Former penitentiary operated by St. Louis Missouri

The Medium Security Institution, commonly referred to as The Workhouse, was a medium-security penitentiary located in St. Louis, Missouri, and was owned and operated by the municipal department of Public Safety and Corrections. Opened in 1966, the prison was long controversial for its poorly ventilated rooms, debt bondage, inadequate food, forced labor, and other human rights violations. On June 17, 2021, the jail was closed and its inmates moved to the City Justice Center. In 2025, after long debate, the building was demolished.

==History==
Built in 1966, the prison gained its nickname "The Workhouse" from an 1840s city ordinance that allowed forced labor as a punishment for criminals sentenced in law court who couldn't pay their fines.

The Workhouse became infamous for its poor living conditions, prisoner abuse, and penal labor.

On July 4, 2018, Close the Workhouse, a prison-abolition group, held demonstrations outside city hall to protest the inhumane conditions of the prison.

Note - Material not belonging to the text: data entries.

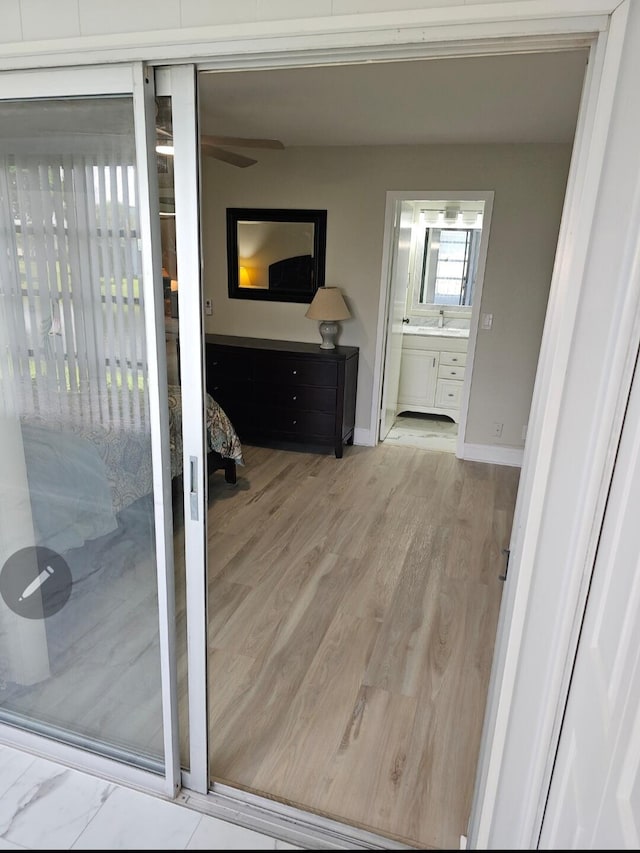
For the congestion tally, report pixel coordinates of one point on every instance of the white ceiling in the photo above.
(514, 98)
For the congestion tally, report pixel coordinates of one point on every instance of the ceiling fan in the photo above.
(219, 147)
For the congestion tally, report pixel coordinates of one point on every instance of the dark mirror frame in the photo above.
(257, 214)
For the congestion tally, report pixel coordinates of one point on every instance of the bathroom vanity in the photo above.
(432, 370)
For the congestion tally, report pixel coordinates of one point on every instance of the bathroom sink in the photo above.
(441, 332)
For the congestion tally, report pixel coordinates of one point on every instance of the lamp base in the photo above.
(328, 333)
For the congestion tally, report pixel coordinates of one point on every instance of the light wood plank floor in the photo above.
(353, 606)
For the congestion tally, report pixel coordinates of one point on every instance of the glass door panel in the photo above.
(79, 635)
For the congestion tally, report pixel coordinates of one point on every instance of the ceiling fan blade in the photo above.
(228, 156)
(242, 142)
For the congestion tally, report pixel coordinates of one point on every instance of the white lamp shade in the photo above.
(328, 304)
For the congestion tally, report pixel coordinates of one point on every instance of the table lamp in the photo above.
(328, 306)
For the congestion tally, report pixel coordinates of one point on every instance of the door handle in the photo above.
(507, 553)
(193, 487)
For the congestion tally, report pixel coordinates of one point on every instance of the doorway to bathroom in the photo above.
(435, 254)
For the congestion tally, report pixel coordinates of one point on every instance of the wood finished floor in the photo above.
(353, 606)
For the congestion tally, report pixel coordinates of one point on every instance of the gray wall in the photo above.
(351, 183)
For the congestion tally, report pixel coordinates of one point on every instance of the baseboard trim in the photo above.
(364, 437)
(494, 454)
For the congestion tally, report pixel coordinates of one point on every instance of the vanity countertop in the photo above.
(436, 331)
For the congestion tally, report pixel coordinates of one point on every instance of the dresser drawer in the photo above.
(448, 394)
(284, 391)
(450, 371)
(224, 365)
(311, 424)
(457, 358)
(296, 371)
(298, 398)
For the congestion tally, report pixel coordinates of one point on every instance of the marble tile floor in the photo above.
(428, 432)
(47, 806)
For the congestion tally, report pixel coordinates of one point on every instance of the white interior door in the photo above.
(399, 224)
(593, 801)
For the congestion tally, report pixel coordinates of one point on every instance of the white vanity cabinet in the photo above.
(432, 373)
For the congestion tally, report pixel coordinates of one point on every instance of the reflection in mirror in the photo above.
(275, 254)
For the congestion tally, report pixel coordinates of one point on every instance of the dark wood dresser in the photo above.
(284, 391)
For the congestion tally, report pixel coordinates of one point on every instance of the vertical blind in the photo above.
(70, 281)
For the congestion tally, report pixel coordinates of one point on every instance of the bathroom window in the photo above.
(446, 236)
(449, 264)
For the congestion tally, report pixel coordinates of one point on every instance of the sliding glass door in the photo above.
(86, 559)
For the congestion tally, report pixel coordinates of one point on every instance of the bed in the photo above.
(83, 475)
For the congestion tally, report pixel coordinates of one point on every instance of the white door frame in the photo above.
(131, 80)
(462, 30)
(385, 305)
(179, 82)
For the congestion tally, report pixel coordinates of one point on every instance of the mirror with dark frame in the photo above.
(275, 254)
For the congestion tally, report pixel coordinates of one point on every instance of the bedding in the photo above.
(81, 475)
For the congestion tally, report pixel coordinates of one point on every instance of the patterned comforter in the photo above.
(81, 475)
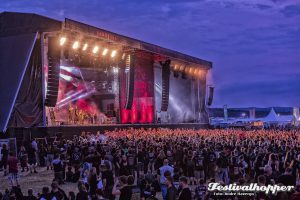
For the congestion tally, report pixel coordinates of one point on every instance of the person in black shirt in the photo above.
(82, 194)
(56, 192)
(93, 181)
(125, 191)
(69, 175)
(46, 195)
(185, 192)
(30, 195)
(171, 191)
(4, 159)
(108, 181)
(287, 179)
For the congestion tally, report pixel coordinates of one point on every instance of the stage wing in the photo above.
(15, 52)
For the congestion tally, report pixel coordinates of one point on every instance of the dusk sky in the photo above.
(254, 44)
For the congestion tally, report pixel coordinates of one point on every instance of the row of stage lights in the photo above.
(95, 49)
(192, 71)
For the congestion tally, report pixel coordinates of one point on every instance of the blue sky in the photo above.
(253, 44)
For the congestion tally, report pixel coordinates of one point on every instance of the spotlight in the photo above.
(175, 67)
(115, 70)
(176, 74)
(96, 49)
(84, 46)
(113, 53)
(186, 69)
(181, 68)
(62, 41)
(199, 72)
(75, 45)
(191, 70)
(104, 52)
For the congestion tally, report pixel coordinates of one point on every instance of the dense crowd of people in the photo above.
(160, 164)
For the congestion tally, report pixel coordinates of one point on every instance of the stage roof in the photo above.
(13, 23)
(14, 57)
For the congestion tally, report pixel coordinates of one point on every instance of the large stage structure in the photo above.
(57, 74)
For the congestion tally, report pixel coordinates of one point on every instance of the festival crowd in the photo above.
(159, 164)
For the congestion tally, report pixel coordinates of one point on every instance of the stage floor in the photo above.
(68, 131)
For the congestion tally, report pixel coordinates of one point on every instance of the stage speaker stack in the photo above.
(130, 59)
(53, 72)
(165, 85)
(210, 95)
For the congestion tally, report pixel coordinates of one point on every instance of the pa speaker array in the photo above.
(53, 72)
(165, 85)
(130, 59)
(210, 95)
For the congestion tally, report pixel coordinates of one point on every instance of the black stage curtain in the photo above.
(203, 116)
(28, 109)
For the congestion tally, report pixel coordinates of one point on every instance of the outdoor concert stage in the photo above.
(67, 77)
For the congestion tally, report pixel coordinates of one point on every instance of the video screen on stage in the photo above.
(85, 96)
(182, 102)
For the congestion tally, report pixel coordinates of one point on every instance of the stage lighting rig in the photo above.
(85, 46)
(113, 53)
(95, 49)
(104, 52)
(62, 41)
(75, 45)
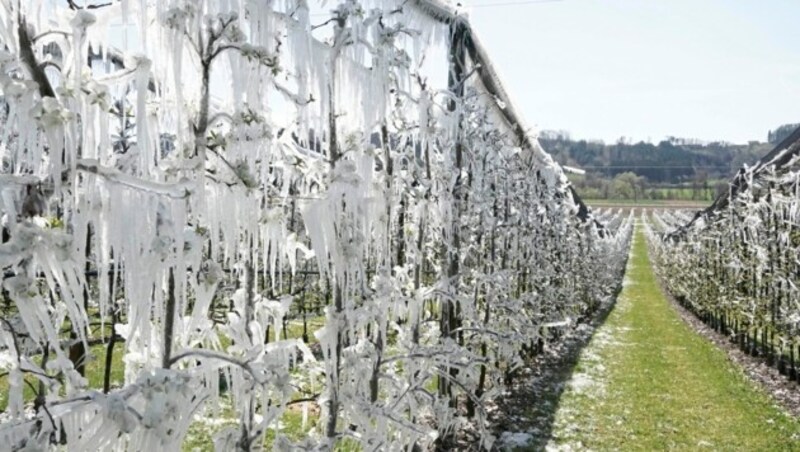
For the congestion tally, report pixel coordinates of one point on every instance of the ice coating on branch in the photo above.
(238, 173)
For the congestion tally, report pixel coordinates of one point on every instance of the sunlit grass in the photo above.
(657, 385)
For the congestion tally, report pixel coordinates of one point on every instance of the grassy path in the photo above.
(647, 382)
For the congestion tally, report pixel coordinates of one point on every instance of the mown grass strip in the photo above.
(648, 382)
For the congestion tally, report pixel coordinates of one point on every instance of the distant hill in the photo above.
(676, 168)
(777, 135)
(672, 161)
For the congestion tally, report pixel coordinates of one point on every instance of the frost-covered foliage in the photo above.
(187, 192)
(735, 265)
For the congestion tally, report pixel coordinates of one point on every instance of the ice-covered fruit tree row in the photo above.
(735, 264)
(185, 183)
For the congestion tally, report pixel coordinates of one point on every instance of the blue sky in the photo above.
(645, 69)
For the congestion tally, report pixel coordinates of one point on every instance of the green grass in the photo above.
(646, 202)
(654, 384)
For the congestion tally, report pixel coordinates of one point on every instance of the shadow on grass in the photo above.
(530, 404)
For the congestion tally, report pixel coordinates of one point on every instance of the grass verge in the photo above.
(648, 382)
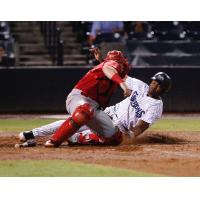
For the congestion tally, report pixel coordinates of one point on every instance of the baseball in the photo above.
(17, 145)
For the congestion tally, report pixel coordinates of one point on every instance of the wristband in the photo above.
(117, 79)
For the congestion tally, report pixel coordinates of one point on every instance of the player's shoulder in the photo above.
(111, 63)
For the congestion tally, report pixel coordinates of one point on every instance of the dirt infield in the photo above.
(171, 154)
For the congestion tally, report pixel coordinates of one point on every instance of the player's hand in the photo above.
(97, 53)
(127, 91)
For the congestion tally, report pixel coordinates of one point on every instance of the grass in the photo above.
(59, 168)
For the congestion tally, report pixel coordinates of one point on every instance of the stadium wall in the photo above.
(30, 90)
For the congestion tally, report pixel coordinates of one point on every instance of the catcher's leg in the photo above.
(45, 130)
(108, 133)
(85, 137)
(89, 138)
(80, 117)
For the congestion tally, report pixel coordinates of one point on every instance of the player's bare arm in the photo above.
(140, 127)
(112, 74)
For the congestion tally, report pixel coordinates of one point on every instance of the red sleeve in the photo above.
(115, 65)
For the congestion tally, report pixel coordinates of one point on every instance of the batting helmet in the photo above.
(117, 56)
(164, 81)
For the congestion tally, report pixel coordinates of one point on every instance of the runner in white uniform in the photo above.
(139, 106)
(132, 116)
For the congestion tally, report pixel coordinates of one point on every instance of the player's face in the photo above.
(154, 89)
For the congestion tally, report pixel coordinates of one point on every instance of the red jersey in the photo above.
(97, 86)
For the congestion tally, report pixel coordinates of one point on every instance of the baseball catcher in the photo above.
(132, 116)
(90, 94)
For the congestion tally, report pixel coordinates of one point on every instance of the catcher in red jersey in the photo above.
(90, 94)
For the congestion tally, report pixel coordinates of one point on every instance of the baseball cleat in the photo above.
(30, 143)
(27, 135)
(49, 144)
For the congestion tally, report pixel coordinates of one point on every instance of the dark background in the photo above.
(34, 90)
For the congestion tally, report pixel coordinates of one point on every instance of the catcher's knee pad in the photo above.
(115, 140)
(83, 114)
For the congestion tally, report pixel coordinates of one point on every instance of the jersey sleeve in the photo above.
(115, 65)
(153, 114)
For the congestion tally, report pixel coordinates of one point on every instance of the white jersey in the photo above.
(138, 106)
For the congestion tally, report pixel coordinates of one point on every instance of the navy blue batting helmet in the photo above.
(164, 81)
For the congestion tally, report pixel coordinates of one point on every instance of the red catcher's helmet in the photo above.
(118, 57)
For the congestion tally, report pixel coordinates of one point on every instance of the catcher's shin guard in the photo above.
(80, 117)
(88, 138)
(115, 140)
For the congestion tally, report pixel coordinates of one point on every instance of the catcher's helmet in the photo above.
(164, 81)
(119, 57)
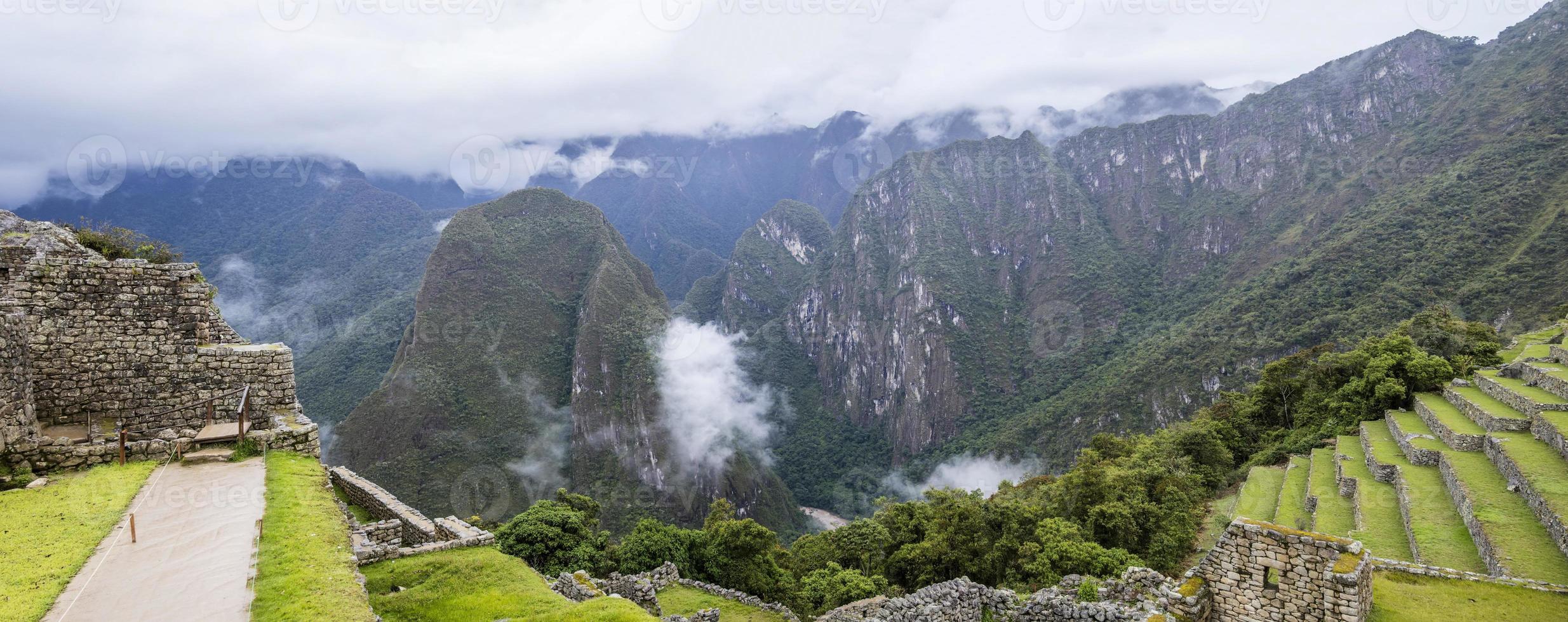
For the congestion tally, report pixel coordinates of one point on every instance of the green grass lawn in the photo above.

In 2019, Arch City Defenders, a public defender organization, filed a class-action lawsuit against the facility's inhumane living condition. The lawsuit alleged that the civil rights of detainees within the facility had been violated by the poor sanitation, limited ventilation, and poor medical care. The lawsuit said temperatures in the prison sometimes surpassed 120 F. In response, St. Louis spent $40,000 on temporary portable air conditioning for the prison.

In 2021, St. Louis Mayor Tishaura Jones proposed closing the Workhouse on her first day in office. The Workhouse was later closed on June 17, less than a month into her term. In 2025, it was demolished.